Потом позвонила мама Оли и потребовала, чтобы та скорее возвращалась домой. Было уже поздно.

Оля пошла домой дорогой, по которой обычно ходила с Томкой. Было темно, горели фонари, и Оле вдруг стало грустно-грустно: она пожалела сразу о двух вещах -- что ничего не спросила у чертика о себе и что Томка, оказывается, такая несчастливая. Ведь в глубине души Оля хорошо к ней относилась.

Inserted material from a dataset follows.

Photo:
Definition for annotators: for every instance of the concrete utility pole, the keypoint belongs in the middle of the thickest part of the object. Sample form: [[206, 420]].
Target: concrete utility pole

Она решила ничего Томке не рассказывать о чертике и вообще забыть об этой истории навсегда.

Светка, правда, назавтра жаловалась, что из-за того, что они нормально не попрощались с чертиком, кто-то всю ночь дышал у нее над ухом, но Оля и Катька ей не поверили.

А потом... потом Светка действительно стала встречаться с Пашей и вышла за него замуж. Не в 22, а еще раньше, в 19, по залету. Потом разошлись, Светка кого-то другого себе нашла. Катька выскочила замуж за немца по имени Вольфганг. Живет в Берлине, размещает в "Одноклассниках" фотки: такая же улыбчивая, аж сверкает. А Тома... Тома и верно была одна, все время одна, пока вот недавно не удивила всех -- вышла-таки замуж, в 35 лет, да, чертик немного ошибся.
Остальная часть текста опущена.